7. When you finish with consolidation, wait a few days and call your loan servicer. Ask them if they’ve received the request for consolidation. Then, check in with them every week for the next six weeks to hear the status of the consolidation. They are not good about emailing you updates, i.e. never. I did my consolidation wrong the first time, and they just rejected it and never notified me. I found out when I made my weekly Monday night call. Had to fill out the damn form all over again. It’s finally been accepted.
8. They will then set up you up with an IBR plan. Your payments will most likely be the same as what you payed the collection agency because they’re using the same government calculator. Autodebit those payments.
This is all I know so far. This is far better than defaulting and having the government garnish your wages. And once you begin the IBR plan, there is an end in sight!
ON PRIVATE LOANS:
I don’t know much about these, but I know private is much harder to deal with.
1. It’s not great to default with these loans either. Defaulting and declaring bankruptcy does NOT absolve you from the loan. Your wages can still be garnished if the collections agency sues you and wins.

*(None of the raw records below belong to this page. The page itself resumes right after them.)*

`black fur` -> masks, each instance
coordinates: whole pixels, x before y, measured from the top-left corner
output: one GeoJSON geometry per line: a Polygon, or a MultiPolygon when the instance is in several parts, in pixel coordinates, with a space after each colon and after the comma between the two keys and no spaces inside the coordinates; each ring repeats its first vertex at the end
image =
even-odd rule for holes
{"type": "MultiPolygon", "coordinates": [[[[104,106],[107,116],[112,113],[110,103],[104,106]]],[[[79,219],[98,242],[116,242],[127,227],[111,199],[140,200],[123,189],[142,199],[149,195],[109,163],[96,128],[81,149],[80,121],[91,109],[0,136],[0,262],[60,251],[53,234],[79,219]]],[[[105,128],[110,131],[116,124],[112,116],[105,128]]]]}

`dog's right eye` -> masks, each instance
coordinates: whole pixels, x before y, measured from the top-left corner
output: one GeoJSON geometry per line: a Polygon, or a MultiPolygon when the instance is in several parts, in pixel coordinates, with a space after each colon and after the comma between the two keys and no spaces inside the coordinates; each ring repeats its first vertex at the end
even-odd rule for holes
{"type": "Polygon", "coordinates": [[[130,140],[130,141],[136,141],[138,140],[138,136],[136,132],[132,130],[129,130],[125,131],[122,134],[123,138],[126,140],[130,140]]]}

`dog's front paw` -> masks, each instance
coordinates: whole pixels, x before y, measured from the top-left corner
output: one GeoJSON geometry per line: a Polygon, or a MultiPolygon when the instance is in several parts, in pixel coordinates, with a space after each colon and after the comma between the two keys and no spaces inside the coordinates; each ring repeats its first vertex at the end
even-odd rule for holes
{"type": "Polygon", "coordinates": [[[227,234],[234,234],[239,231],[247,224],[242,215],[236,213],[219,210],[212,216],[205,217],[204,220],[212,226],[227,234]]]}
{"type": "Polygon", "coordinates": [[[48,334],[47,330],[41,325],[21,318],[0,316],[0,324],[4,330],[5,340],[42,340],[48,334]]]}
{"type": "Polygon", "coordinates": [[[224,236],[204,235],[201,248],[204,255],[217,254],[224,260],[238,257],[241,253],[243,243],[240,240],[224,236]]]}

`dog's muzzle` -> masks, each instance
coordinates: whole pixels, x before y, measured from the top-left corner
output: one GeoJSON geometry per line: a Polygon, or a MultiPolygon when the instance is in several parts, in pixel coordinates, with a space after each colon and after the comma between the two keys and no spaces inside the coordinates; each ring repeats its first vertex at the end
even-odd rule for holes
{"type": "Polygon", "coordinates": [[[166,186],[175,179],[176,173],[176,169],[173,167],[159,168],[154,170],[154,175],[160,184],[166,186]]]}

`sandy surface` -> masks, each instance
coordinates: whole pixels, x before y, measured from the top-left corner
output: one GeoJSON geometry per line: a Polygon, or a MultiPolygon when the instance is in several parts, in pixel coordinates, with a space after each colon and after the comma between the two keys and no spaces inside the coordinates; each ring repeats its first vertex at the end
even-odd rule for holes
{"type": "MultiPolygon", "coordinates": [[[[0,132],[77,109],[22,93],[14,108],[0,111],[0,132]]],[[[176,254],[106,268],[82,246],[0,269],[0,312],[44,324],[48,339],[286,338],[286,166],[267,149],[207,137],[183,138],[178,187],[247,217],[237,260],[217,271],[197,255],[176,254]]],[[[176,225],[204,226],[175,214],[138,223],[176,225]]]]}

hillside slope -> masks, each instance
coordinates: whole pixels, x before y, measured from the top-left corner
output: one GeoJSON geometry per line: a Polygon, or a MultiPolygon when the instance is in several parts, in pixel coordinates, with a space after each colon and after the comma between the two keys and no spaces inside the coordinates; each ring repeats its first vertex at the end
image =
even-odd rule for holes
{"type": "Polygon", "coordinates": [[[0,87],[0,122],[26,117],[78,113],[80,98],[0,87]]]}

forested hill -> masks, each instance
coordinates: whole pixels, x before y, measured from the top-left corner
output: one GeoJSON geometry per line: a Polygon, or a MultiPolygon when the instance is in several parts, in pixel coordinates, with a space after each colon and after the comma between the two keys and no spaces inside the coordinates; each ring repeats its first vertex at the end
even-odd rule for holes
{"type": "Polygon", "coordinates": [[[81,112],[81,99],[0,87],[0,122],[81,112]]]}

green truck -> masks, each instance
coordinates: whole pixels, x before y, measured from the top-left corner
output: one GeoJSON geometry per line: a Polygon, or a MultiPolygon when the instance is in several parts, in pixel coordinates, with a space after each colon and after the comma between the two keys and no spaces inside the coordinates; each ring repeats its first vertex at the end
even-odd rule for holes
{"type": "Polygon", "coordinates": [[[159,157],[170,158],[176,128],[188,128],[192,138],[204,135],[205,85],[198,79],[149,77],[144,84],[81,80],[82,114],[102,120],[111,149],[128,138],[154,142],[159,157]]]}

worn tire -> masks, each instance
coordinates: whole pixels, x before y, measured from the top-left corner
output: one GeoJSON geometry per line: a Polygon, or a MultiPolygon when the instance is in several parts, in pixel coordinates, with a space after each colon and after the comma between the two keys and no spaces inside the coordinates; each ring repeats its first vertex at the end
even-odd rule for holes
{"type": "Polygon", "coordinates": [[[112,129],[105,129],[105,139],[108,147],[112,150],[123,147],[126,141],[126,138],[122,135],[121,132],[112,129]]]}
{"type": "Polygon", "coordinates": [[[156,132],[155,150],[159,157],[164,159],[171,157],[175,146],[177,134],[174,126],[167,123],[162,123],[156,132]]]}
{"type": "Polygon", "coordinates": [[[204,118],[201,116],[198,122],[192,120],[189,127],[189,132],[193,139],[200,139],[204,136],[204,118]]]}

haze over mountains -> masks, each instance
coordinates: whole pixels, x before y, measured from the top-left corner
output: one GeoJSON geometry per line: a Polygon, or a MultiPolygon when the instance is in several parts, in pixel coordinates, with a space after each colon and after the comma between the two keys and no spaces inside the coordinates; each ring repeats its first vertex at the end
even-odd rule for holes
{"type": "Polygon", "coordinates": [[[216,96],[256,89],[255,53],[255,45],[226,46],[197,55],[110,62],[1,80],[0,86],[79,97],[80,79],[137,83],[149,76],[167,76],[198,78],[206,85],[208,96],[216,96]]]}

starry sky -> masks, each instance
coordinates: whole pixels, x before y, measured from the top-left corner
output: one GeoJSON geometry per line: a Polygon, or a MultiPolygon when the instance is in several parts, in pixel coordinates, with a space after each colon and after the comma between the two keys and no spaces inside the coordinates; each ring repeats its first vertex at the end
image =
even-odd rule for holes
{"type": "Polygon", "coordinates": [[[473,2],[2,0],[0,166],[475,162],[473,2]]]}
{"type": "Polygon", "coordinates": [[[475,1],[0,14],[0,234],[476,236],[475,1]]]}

2. If you make regular payments, the loan servicer will not settle your debt with you. Because they’d rather have your interest payments. If you default in order to settle with the collections agency who buys your debt, you’d better have enough cash to pay them off in one lump sum. They will bargain with you to get you to pay between 50-60% of your loan. If you own 100K, do you have 60K in disposable income? If so, you shouldn’t ruin your credit!
3. You can now refinance your loans! Due to new legislation (I think it’s Elizabeth Warren’s doing), you are allowed to consolidate all your private loans under one bank and get a lower, fixed interest rate. I’m willing to bet your interest rates are at 8% or higher. You can consolidate all these to under 5%, or even as low as 2%–the better your credit, the better your rate. I would consider perhaps working with the credit unions instead of a bank.
I hope this helps you. If you have any questions, please send me a message and I’ll do my best to help you figure it out.
We’re most of us working people with little to no extra income. Purposefully defaulting on your loans only works if you can settle. Don’t listen to bourgeois debtors praising purposeful default as some sort of useful and progressive direct action. You will end up with garnished wages. The stories Praise and I hear are always the same.
It doesn’t make you less radical or something to fill out this shit paperwork and receive a long term IBR plan. The payments for us are low. We’ll never pay off the majority of our loans before they’re forgiven. I don’t do it because of some ridiculous principle. I do it because it’s better than having my wages garnished.
If you need further help, I know Praise will answer your asks. She’s kind of become an expert on this process. Send her a message. She’s super cool.
Also of note, once you’re on an IBRplan, you will need to re-file that paperwork every year to stay on that plan or start paying your loans back in full, so keep up with filing your taxes and doing your paperwork!